Коля вдруг замолчал. Все больше и больше заслоняя фон из пресных и вялых лапшевников, каши, картофельной чепухи, перед Колиным внутренним оком предстала обширная свиная котлета. Она, как видно, только что соскочила со сковороды. Она еще шипела, булькала и выпускала пряный дым. Кость из котлеты торчала, как дуэльный пистолет.
– Ведь ты пойми, – закричал Коля, – какая-нибудь свиная котлета отнимает у человека неделю жизни!
– Пусть отнимает! – сказала Лиза. – Фальшивый заяц отнимает полгода. Вчера, когда мы съели морковное жаркое, я почувствовала, что умираю. Только я не хотела тебе говорить.

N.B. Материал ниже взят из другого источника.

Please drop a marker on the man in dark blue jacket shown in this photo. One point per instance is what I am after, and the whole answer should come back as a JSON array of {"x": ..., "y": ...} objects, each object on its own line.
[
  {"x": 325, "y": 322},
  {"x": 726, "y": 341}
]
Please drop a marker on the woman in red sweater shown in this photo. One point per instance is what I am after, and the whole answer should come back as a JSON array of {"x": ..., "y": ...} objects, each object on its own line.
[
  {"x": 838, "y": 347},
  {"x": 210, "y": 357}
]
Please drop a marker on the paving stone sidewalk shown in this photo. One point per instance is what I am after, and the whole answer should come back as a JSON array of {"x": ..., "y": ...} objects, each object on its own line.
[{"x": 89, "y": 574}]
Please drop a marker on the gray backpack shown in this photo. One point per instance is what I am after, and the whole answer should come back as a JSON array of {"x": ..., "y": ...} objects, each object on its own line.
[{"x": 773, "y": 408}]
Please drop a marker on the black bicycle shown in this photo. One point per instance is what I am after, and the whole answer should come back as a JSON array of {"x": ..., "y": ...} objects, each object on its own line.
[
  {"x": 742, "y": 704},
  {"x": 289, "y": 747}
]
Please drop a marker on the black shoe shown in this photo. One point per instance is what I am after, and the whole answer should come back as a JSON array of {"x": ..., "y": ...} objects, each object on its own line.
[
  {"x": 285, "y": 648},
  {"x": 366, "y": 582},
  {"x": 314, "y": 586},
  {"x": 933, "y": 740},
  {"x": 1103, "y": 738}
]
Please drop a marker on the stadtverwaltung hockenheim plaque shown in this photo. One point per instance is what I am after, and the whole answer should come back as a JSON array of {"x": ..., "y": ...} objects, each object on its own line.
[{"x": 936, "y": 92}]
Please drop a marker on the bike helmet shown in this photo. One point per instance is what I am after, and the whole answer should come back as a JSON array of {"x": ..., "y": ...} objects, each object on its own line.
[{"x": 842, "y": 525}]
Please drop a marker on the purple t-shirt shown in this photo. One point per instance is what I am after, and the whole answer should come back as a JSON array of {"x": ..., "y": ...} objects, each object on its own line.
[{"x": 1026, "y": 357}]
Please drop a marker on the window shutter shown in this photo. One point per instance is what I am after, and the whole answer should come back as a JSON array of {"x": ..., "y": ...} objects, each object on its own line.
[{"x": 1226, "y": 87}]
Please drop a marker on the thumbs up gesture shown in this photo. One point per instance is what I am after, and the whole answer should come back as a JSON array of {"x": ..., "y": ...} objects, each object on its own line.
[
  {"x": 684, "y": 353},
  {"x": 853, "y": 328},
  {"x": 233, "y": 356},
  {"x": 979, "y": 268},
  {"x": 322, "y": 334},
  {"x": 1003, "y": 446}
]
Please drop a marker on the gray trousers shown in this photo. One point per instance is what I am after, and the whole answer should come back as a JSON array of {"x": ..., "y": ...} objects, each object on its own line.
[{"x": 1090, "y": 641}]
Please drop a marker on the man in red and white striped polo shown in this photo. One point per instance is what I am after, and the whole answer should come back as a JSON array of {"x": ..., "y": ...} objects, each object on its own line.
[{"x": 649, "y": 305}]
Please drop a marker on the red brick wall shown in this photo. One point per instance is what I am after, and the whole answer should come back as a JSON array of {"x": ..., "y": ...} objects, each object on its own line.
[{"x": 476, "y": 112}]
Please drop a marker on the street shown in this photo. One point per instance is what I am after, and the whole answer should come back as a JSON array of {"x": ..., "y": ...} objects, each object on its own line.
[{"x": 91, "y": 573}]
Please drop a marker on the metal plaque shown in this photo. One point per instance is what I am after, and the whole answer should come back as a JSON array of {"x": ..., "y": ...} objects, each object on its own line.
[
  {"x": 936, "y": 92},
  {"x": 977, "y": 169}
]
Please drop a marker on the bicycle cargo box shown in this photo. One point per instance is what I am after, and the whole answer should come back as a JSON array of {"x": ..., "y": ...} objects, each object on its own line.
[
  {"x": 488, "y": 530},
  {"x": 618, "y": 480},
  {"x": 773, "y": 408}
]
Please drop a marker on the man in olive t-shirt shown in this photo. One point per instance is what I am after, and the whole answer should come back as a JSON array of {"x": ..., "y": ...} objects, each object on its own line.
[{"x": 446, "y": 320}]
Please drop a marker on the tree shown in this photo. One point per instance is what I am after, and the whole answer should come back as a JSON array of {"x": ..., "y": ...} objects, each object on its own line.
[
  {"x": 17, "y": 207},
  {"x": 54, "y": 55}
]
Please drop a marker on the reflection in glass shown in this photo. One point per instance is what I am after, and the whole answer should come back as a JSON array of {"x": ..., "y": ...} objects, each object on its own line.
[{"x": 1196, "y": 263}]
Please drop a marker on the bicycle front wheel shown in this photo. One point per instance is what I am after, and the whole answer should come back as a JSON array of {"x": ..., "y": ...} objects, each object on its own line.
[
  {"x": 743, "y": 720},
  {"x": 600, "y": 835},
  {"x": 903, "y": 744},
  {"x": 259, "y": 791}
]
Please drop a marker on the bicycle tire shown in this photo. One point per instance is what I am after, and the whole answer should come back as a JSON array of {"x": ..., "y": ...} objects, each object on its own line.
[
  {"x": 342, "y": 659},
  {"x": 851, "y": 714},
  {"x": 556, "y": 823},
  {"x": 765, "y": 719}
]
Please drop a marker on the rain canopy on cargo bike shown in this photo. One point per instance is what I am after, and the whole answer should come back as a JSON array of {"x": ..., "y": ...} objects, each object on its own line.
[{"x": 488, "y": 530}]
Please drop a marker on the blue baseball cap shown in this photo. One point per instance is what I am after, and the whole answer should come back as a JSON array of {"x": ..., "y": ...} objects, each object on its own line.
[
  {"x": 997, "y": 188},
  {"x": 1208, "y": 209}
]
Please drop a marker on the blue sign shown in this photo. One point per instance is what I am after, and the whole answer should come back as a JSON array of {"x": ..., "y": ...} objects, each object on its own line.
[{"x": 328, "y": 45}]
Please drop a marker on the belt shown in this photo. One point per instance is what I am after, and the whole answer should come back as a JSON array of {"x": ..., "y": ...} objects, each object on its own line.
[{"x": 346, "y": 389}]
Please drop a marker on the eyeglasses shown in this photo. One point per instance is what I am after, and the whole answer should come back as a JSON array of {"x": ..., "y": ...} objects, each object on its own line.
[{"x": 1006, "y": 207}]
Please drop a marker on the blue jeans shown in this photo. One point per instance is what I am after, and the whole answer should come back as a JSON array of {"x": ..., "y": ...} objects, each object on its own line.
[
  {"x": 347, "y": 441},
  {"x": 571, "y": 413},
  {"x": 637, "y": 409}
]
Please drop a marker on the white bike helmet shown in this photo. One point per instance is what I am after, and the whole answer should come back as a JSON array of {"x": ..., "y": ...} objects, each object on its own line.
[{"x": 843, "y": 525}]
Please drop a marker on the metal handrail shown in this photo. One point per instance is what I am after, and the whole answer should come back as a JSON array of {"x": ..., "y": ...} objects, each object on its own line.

– Почему же ты не хотела говорить?
– У меня не было сил. Я боялась заплакать.
– А теперь ты не боишься?
– Теперь мне уже все равно.
Лиза всплакнула.
– Лев Толстой, – сказал Коля дрожащим голосом, – тоже не ел мяса.
– Да-а, – ответила Лиза, икая от слез, – граф ел спаржу.
– Спаржа не мясо.
– А когда он писал «Войну и мир», он ел мясо! Ел, ел, ел! И когда «Анну Каренину» писал – лопал, лопал, лопал!
– Да замолчи!
– Лопал! Лопал! Лопал!
– А когда «Крейцерову сонату» писал, тогда тоже лопал? – ядовито спросил Коля.
– «Крейцерова соната» маленькая. Попробовал бы он написать «Войну и мир», сидя на вегетарианских сосисках!
– Что ты, наконец, прицепилась ко мне со своим Толстым?
– Я к тебе прицепилась с Толстым? Я? Я к вам прицепилась с Толстым?
Коля тоже перешел на «вы» – В пеналах громко ликовали. Лиза поспешно с затылка на лоб натягивала голубую вязаную шапочку.
– Куда ты идешь?
– Оставь меня в покое. Иду по делу.
И Лиза убежала.
«Куда она могла пойти?» – подумал Коля. Он прислушался.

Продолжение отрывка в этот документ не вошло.